Konflik di Liberia pun semakin meruncing hingga pada 1997. Aksi perdamaian terus dia usung mendapatkan dukungan dengan dari umat beragama Kristen dan Islam. Idenya pun cukup unik, kelompok perdamaian yang diusung oleh Leymah Gbowee ini menggelar aksi menggunakan kaos putih sebagai simbol dari perdamaian. Aksi demonstrasi yang dia usung pun diantaranya, berpuasa, berdoa, dan melakukan penjagaan di pasar dan di depan gedung-gedung pemerintah. Semakin hari, perempuang yang terlibat cukup banyak. Sayangnya, apa yang dilakukan oleh Leymah Gbowe masih belum hasil yang maksimal.
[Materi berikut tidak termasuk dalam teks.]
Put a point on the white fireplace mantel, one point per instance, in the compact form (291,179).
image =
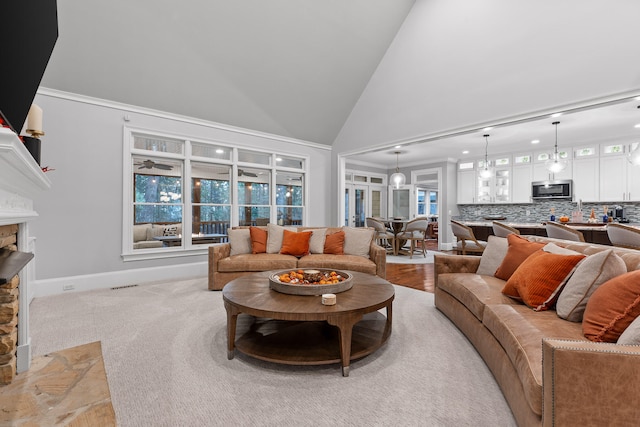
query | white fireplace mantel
(21,179)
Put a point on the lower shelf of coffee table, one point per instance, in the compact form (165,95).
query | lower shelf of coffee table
(309,342)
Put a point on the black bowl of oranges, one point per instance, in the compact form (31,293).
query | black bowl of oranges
(310,281)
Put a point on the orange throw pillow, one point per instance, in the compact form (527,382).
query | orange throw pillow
(519,250)
(258,240)
(334,243)
(295,243)
(612,308)
(540,277)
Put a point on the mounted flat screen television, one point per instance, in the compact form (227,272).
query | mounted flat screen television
(28,33)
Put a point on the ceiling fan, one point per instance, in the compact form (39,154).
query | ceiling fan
(150,164)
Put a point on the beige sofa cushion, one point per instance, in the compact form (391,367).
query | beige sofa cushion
(493,255)
(275,236)
(357,241)
(240,241)
(257,262)
(338,262)
(474,291)
(591,273)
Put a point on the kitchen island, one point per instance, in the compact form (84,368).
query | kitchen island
(593,233)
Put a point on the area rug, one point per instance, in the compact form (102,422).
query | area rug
(63,388)
(165,354)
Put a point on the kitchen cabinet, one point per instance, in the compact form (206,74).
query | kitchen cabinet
(521,178)
(586,179)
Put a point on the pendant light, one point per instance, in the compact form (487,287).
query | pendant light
(634,156)
(486,172)
(398,178)
(556,164)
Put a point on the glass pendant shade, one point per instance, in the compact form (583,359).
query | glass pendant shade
(556,164)
(397,178)
(486,171)
(634,156)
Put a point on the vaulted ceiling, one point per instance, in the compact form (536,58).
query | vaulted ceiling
(289,67)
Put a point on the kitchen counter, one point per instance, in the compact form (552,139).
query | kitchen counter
(593,233)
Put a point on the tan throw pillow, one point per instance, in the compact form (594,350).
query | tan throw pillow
(631,335)
(493,255)
(240,241)
(591,273)
(274,238)
(540,277)
(519,250)
(316,243)
(612,308)
(357,241)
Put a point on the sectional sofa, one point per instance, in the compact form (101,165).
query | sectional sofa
(357,252)
(549,371)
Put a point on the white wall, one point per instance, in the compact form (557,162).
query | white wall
(79,228)
(458,63)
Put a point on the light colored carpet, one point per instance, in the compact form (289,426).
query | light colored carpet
(164,347)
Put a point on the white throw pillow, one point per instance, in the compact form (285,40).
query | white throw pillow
(493,255)
(357,241)
(240,241)
(316,242)
(552,248)
(592,271)
(275,236)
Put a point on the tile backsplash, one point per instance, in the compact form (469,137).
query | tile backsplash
(541,211)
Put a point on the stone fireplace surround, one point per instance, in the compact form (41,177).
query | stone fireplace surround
(21,179)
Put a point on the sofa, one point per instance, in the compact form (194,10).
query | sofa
(238,257)
(143,234)
(548,370)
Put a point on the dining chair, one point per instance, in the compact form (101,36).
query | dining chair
(415,231)
(624,236)
(503,230)
(467,241)
(559,231)
(383,237)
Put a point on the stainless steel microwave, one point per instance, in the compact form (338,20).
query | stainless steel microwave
(559,189)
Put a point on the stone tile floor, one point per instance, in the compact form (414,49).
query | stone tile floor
(67,387)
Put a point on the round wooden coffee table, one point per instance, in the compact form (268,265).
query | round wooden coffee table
(299,330)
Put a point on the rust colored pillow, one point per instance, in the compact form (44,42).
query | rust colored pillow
(519,250)
(334,243)
(258,240)
(295,243)
(540,278)
(612,308)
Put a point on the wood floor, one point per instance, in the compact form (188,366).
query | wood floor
(415,276)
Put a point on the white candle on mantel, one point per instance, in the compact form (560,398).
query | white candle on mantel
(34,118)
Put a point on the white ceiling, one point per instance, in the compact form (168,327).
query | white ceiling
(614,122)
(294,68)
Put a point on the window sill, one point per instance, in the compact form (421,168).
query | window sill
(163,253)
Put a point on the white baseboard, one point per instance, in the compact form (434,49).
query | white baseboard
(112,279)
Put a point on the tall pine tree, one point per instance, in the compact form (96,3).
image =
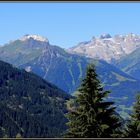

Aksi perdamaian pun terus berlanjut, hal yang paling kontroversial yaitu aksi mogok seks pada 2002. Hal ini dilakukan agar para pasangan ikut serta dalam aksi perdamaian. Baru pada 2003, Presiden Liberia Charles Taylor menemui mereka dan setuju untuk ambil bagian dalam pembicaraan damai formal di Ghana. Aksi heroik pun kembali terjadi pada pertemuan tersebut.
Faksi-faksi oposisi Taylor dan Liberia menghadiri pembicaraan damai di Ghana yang diselenggarakan oleh pihak-pihak internasional dalam upaya untuk mengakhiri konflik Liberia. Gbowee mengikuti para pemimpin Liberia ke Ghana, di mana dia memimpin ratusan wanita di sekitar tempat pertemuan.Gbowee memimpin delegasi wanita ke Accra, di mana mereka menerapkan tekanan strategis untuk memastikan kemajuan telah dicapai.
Dalam situasi tersebut, Gbowee bersama dengan hampir 200 wanita membentuk barikade manusia untuk mencegah perwakilan Taylor dan panglima perang pemberontak meninggalkan ruang pertemuan untuk makan atau alasan lain sampai. Para perempuan bersikeras untuk bisa mencapai kesepakatan damai. Aksi tersebut semakin heroic ketika pasukan keamanan berusaha untuk menangkap Leymah, dia menunjukkan kecemerlangan taktis dengan mengancam untuk suatu tindakan yang menurut kepercayaan tradisional akan membawa kutukan kemalangan yang mengerikan bagi para pria tersebut.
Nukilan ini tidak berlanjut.